Дзядко: А Вы бы как ответили на оба вопроса?

Толстая: Я не знаю. Я бы порушила шаблон, я бы не отвечала так вот — прямо три, я бы как-то с другой стороны зашла. Прямой ответ на прямо заданный вопрос — это тоже некоторый показатель. Я хочу сказать, что неизвестно, как люди читают, неизвестно, что они от этого берут. Поэтому эта самая читающая страна — это самая водящая глазами по строчкам, например. Научиться читать можно, если есть потребность, а кто мешает? Как говорил протопоп Аввакум про ангела, «нигде ему не загорожено». Дух веет, где хочет — меня никто не учил читать. Я хочу сказать, что ситуация не так выглядит, что в Советском Союзе все были наделены этим талантом, а потом вдруг раз — и он оскудел. Люди хотели чего-то, какого-то развлечения, не тупой конвейерной работы, а ещё чего-то. И одни читали, другие играли в шахматы, третьи мечтали, четвёртые смотрели телевизор. Сейчас телевизора стало больше, он довольно глуп и поверхностен, но есть люди, которые хотят, чтобы телевизор всё время их развлекал.

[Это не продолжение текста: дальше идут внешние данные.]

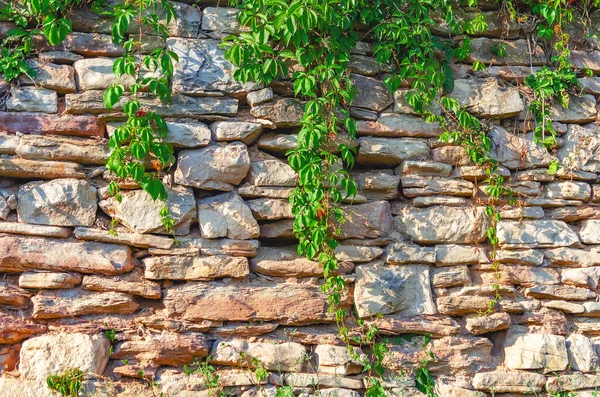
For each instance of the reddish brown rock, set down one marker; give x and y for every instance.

Из зала: Что Вы понимали и не понимали тогда?

Толстая: Я не могу ответить на этот вопрос. Да, да, ответьте.

Из зала: Я немножко позволю себе в бочку дёгтя подбросить ложечку хотя бы мёда. Всё было, безусловно, всё было. Но надо понимать, что было и то, и другое. И на целину мы ездили сами, никто нас не загонял, мы туда рвались, и втроём — я и две девочки — за четыре часа бросали лопаточками 20 тонн зерна. Всё это было. Что я конкретно хочу сказать по поводу того, что понимали. В девятом классе учитель русской литературы Земский дал нам задание. Он каждый раз давал нам список, и за год я прочитал 90 примерно книг. Причём имейте в виду: «Бруски», «Война и мир» 4 тома — это всё считалось за одну книгу, а брошюрочки просто не считались. Это не в Москве, это далеко в Ферганской долине, в городе Намангане. Из 43 человек нашего выпуска только 3 не поступили в самые престижные вузы Москвы. Когда я поступал в Военно-морское училище, нам давали 12 вариантов по три темы, и у меня обязательно хотя бы одно сочинение в каждом из вариантов было написано за последние три года.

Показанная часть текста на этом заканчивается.